Heres the link with the full article and a youtube video of the interview:

http://www.broadcastingcable.com/article/CA6592163.html?industryid=47170

 

So what do you think, "over the line" for questioning experience? Or just freedom of the press asking questions? And was McCain right for withdrawing from the interview?

 

4,608 views 4 replies
Reply #1 Top

Well I think the media (especially types like CNN) are being hugely hypocritical of Palin/McCain considering earlier in the campaign all they would cover is the 'evil old boogey man' McCain insulting their 'bright eyed boy' Barack who they seemed to think walked through the world completely innocent and sinless.

 

I wouldn't have a problem with their aggressive and ridiculous techniques if they were used on both parties.

Reply #2 Top

CNN was actually pretty pro-Clinton during the primaries, maybe they do lean more to the left but they are deffinetly not as baised as Fox News, or MSNBC IMO.

This was an aggressive interview, but was it really rediculous? If the aide just gave her what she was asking for , it wouldn't have gone on for so long. But as I'm sure you will remember, the media had a field day with the Revern Wright fiasco, and Obama got some pretty 'aggressive' interviews there (SEE: ABC's Democratic debate). So I think both sides do get it from time to time.

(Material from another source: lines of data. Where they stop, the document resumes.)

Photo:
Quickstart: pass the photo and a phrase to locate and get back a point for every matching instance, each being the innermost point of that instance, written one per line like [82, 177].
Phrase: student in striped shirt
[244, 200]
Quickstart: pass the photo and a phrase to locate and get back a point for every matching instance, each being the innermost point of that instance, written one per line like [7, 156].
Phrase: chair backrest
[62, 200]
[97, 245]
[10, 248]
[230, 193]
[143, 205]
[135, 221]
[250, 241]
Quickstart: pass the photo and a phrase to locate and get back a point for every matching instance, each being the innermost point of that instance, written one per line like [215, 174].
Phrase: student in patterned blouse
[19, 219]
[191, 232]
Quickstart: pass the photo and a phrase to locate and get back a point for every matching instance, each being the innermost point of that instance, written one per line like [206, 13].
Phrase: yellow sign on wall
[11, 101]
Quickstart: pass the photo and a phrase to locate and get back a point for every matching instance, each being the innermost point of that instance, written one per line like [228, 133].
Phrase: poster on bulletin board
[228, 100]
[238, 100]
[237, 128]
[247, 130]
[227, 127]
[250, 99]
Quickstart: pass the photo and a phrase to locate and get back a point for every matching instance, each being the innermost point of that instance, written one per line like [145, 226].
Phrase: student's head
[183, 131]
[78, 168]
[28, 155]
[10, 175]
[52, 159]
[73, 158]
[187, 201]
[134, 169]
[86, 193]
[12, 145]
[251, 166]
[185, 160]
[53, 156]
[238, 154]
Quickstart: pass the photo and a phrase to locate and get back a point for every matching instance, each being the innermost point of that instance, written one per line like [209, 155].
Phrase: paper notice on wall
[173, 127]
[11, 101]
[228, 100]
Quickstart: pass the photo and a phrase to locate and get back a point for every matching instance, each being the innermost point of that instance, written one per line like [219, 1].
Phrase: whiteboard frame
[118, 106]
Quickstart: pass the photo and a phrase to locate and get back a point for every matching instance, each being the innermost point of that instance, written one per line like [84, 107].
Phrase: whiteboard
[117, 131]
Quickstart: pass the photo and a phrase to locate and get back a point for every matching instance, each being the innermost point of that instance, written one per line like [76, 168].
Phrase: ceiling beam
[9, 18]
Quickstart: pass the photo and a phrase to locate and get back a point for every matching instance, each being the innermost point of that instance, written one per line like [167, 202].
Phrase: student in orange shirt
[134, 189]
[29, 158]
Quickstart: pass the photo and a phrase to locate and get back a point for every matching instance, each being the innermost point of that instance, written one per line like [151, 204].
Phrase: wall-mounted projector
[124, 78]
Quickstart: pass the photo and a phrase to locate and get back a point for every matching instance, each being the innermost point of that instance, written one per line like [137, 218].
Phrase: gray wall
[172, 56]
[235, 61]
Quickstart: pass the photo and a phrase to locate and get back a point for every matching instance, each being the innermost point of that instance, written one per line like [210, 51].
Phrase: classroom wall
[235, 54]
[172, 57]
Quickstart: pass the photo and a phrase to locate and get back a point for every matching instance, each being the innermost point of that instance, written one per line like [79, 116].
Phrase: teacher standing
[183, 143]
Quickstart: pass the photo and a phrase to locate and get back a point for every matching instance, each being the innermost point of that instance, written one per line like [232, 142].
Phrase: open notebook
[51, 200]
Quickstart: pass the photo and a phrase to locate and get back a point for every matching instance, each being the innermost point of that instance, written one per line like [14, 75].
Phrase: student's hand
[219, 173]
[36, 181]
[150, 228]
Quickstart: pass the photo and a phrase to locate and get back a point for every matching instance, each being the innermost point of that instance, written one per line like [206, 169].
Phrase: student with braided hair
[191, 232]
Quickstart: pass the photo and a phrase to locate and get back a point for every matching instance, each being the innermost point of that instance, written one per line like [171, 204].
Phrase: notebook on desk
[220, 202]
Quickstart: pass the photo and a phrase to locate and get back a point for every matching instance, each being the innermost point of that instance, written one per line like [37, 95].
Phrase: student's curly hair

Thanks for the intelligent response

Reply #3 Top

The Campbell Brown interview was TOTALLY out of line. I was so uncomfortable watching her bully and push the McCain spokesman that I went online and donated $25 to the McCain campaign. The irony is that down in the bottom right corner of the CNN screen was some tag like "News free of bias" HAH! If you want news free of bias, take her off the prime time air. I've counted on CNN many many years all over the world, and I was SAD, not at the point she was making, but her condascending demeanor. And there's CNN defending her!

Reply #4 Top

Sounds like Campbell brown needs a brain.  8 years ago, the slam against Bush was that he had no foreign experience.  Instead of trying to hide this, he went out and got Colin Powell and Condeleeza Rice, both excellent picks (many may disagree with their policies, but not their credentials).  Sarah Palin was picked not for foreign experience, McCain has that by the boatload - but for the executive experience - which none of the other 3 have.

A president has a ton of advisors because no man can know it all (but some sure think they can).  The best presidents have not been beltway weenies, but former governors.  Because they know how to lead and pick the right people.  McCain showed that in spades.  Obama blew his first demonstration.